Large Print edition of Nietzsche's Beyond Good and Evil. This edition is printed on high quality paper in an easy-to-read format. Expanding on the premises of his previous masterpiece, Thus Spoke Zarathustra, Nietzsche approaches the subjects with a more critical eye.
About the Author
Friedrich Wilhelm Nietzsche 15 October 1844 - 25 August 1900) was a German philosopher, poet and musician. He is the author of many critical books and essays on religion, morality, culture, philosophy and science. He often showed a liking for metaphors and irony in his writing. Nietzsche's key ideas include the Apollonian/Dionysian dichotomy, perspectivism, the Will to Power, the "death of God," the Ubermensch and eternal recurrence. One of the key tenets of his philosophy is the concept of "life-affirmation," which embraces the realities of the world we live now in over the idea of a world beyond. It further champions the creative powers of the individual to strive beyond social, cultural, and moral contexts.
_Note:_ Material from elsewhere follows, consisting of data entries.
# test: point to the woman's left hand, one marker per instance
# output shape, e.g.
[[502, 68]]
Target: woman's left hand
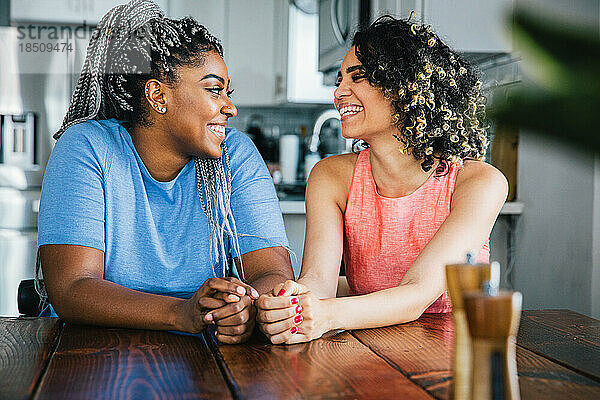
[[292, 314]]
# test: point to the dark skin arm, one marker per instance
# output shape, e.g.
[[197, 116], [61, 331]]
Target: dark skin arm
[[263, 270], [74, 280]]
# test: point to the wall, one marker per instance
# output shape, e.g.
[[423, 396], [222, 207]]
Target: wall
[[555, 241], [558, 252]]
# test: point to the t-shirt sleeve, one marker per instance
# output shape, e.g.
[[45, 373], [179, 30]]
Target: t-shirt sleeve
[[254, 202], [72, 209]]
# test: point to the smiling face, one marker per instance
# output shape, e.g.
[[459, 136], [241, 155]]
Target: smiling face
[[199, 108], [364, 111]]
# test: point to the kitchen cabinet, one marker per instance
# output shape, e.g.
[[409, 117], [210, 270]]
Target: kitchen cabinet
[[254, 38], [255, 46], [275, 61], [270, 49], [469, 26], [66, 11]]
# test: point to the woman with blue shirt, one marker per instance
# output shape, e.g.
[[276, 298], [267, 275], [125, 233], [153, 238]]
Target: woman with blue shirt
[[147, 193]]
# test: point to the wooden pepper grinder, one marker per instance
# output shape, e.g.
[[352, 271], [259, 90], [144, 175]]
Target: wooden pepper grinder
[[493, 320], [461, 278]]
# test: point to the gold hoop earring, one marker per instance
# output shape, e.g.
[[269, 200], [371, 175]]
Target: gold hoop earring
[[160, 109]]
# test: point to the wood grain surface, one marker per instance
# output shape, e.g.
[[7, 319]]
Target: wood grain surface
[[337, 367], [25, 347], [422, 350], [569, 338], [102, 363]]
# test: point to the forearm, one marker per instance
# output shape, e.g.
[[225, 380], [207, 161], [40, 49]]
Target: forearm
[[386, 307], [320, 286], [267, 281], [99, 302]]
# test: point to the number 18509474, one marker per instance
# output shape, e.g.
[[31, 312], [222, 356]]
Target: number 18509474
[[42, 47]]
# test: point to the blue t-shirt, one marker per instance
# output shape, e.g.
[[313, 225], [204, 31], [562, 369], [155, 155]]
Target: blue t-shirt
[[98, 193]]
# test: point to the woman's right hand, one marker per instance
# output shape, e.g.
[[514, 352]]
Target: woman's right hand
[[215, 293]]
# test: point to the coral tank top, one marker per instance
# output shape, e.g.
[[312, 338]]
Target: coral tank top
[[384, 236]]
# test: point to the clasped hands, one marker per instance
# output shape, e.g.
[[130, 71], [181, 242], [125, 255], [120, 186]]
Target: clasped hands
[[228, 303], [291, 313]]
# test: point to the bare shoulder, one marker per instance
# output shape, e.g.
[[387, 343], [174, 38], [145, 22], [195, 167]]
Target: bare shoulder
[[332, 177], [478, 176]]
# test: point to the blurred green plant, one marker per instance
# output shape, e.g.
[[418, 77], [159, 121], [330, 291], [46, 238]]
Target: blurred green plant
[[563, 101]]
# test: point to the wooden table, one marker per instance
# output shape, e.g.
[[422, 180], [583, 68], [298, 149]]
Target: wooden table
[[558, 356]]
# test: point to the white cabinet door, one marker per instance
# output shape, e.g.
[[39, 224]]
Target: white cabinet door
[[471, 25], [465, 25], [64, 11], [253, 44]]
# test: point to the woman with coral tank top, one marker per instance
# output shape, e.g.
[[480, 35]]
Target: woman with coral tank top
[[416, 198]]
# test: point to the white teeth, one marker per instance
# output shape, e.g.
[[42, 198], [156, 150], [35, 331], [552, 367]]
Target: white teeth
[[350, 110], [218, 130]]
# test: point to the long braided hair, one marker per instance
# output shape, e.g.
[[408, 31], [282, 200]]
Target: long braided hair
[[133, 43]]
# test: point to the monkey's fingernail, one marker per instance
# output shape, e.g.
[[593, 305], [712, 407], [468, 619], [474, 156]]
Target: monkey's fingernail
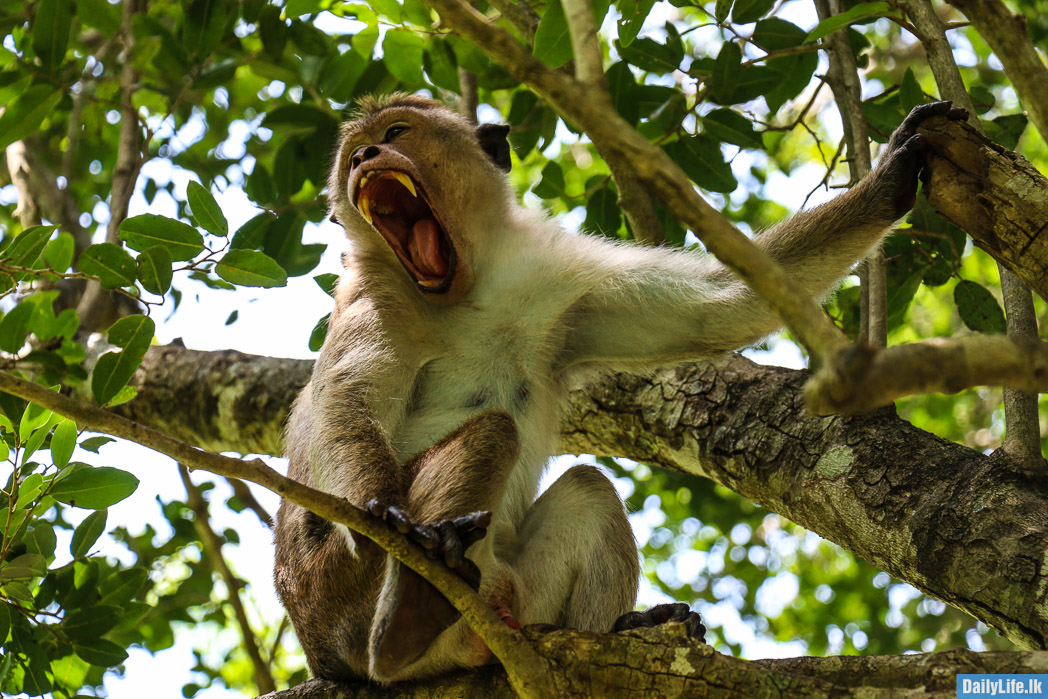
[[404, 179]]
His radical questioning of the value and objectivity of truth has been the focus of extensive commentary, and his influence remains substantial, particularly in the continental philosophical schools of existentialism, postmodernism, and post-structuralism. His ideas of individual overcoming and transcendence beyond structure and context have had a profound impact on late-twentieth and early-twenty-first century thinkers, who have used these concepts as points of departure in the development of their philosophies, as seen in the social and political thought of Roberto Mangabeira Unger. Nietzsche began his career as a classical philologist - a scholar of Greek and Roman textual criticism - before turning to philosophy. In 1869, at age twenty-four, he was appointed to the Chair of Classical Philology at the University of Basel, the youngest individual to have held this position. He resigned in the summer of 1879 due to health problems that plagued him most of his life. In 1889, at age forty-four, he suffered a collapse and a complete loss of his mental faculties. The breakdown was later ascribed to atypical general paresis due to tertiary syphilis, but this diagnosis has come into question. Re-examination of Nietzsche's medical evaluation papers show that he almost certainly died of brain cancer. Nietzsche lived his remaining years in the care of his mother until her death in 1897, after which he fell under the care of his sister Elisabeth Forster-Nietzsche until his death in 1900.